The fossil Eozoön consists of a succession of parallel rows or tiers of chambers, in which the sarcode of the living animal had been replaced by a siliceous infiltration, so that when the calcareous shell was destroyed by dilute acid, the cast was found to be precisely like that of a Nummulite; thin slices of it taken in different directions being examined with a microscope, it was found that the siliceous matter had not only filled that portion of the chambers which had been occupied by the sarcode-body of the animal and the canal-system, but had actually taken the place of the pseudopodial threads, the softest and most transitory of living substances, which were put forth through tubuli in the shell-walls of less than the ¹⁄₁₀₀₀₀ part of an inch in diameter. ‘These are the very threads themselves turned into stone by the substitution which took place, particle by particle, between the sarcode body of the animal and certain constituents of the water of the ocean, before the destruction of the sarcode by ordinary decomposition.’[^[9]] The shell had an intermediate skeleton, but the minute tubes in the walls of the chambers are so characteristic of the Nummulites, that they were sufficient alone to determine the relationship of the Eozoön to its modern representative.

The external shape and limits to the size of the individual Eozoön have not been determined with certainty, on account of its indefinite mode of growth, and the manner in which the fossilized masses are connected with the highly crystalline matrix in which they are imbedded; there is no doubt, however, that they spread over an area of a foot or even more, and attained a thickness of several inches.
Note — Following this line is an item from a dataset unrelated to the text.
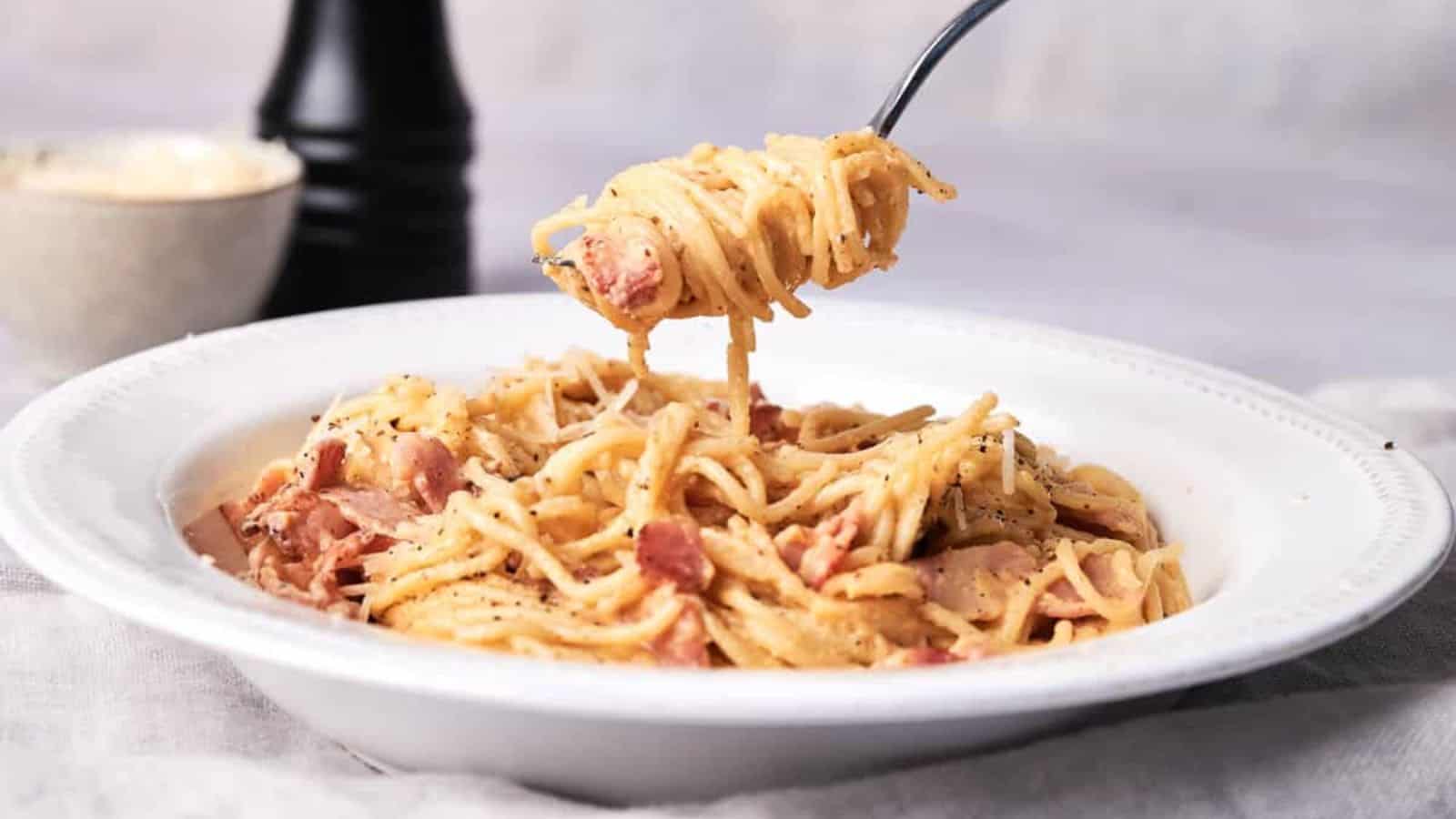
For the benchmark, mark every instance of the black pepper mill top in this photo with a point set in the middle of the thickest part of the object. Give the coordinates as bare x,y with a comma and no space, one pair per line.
366,92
As they seem to have increased laterally by buds which never fell off, they formed extensive reefs; at the same time they had a vertical growth, for in some of the reefs the older portions appear to have been fossilized before the newer were built up on them as a base, exactly like the coral reefs in the tropical ocean of the present day,[^[10]] with this difference however, that shells and other crustaceans are associated with the corals, while no organic body has been found in the Eozoön reefs; nevertheless the Eozoön must have had food. It may therefore be inferred that parts at least of that primeval ocean swarmed with animal life, whose remains have been obliterated by metamorphic action. Carbon (which in the form of graphite both constitutes distinct beds, and is disseminated through the siliceous and calcareous strata of the Laurentian series, as well in Norway as in Canada), may indicate the existence of vegetation in the Eozoön period.
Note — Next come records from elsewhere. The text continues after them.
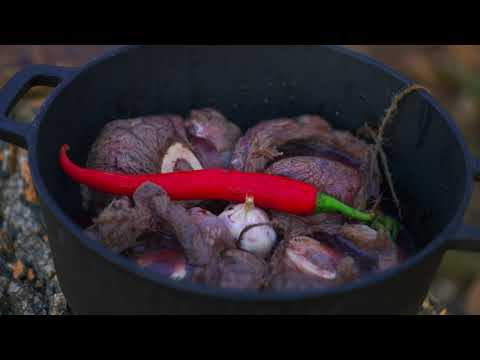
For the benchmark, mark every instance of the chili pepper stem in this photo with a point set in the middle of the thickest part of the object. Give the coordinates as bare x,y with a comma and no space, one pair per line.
328,204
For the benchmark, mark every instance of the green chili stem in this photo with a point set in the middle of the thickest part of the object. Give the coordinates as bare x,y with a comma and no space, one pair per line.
328,204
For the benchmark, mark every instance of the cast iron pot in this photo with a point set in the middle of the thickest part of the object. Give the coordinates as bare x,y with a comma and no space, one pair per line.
432,168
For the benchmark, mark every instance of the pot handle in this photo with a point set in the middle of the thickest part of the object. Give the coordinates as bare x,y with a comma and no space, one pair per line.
468,236
30,76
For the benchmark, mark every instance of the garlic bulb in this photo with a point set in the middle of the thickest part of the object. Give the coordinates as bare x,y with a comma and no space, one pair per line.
242,219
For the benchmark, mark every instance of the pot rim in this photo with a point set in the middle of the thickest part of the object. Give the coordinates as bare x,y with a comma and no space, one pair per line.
241,295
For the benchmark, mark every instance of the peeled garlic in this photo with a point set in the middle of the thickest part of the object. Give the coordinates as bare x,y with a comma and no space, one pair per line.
258,240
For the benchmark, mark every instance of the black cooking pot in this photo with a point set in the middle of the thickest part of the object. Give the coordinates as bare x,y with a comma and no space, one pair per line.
432,169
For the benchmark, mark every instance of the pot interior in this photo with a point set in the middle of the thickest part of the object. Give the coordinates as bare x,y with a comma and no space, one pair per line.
250,84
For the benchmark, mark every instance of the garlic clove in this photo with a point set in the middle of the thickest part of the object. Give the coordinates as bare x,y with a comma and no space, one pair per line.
250,227
176,152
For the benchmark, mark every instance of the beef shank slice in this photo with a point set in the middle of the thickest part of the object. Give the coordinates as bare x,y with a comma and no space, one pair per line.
213,137
234,269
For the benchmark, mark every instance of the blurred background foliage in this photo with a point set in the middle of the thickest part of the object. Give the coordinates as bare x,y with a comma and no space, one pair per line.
451,72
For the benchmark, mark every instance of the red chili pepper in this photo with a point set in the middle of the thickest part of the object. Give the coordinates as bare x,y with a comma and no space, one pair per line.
269,191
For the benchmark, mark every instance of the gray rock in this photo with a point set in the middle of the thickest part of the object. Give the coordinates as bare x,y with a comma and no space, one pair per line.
24,300
21,238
The Eozoön is by no means confined to Canada and central Europe. The serpentine marble of Tyree which forms part of the Laurentian system on the west of Scotland, and a similar rock in Skye, when subjected to minute examination, are found to present a structure clearly identical with that of the Canadian Eozoön. And the like structure has been discovered by Mr. Sanford in the serpentine marble of Connemara, known as Irish green. The age of that rock however, is doubtful: for when it was discovered to contain Eozoön, Sir Roderick Murchison who had previously studied its relations was at first inclined to believe it belonged to the Laurentian series; now however, he considers the Connemara marble to be of the Silurian age. ‘If this be the case it proves that the Eozoön was not confined to the Laurentian period, but that it had a vast range in time, as well as in geographical distribution; in this respect corresponding to many later forms of Foraminifera which have been shown by Messrs. Parker and Rupert Jones to range from the Trias to the present epoch.’[^[11]]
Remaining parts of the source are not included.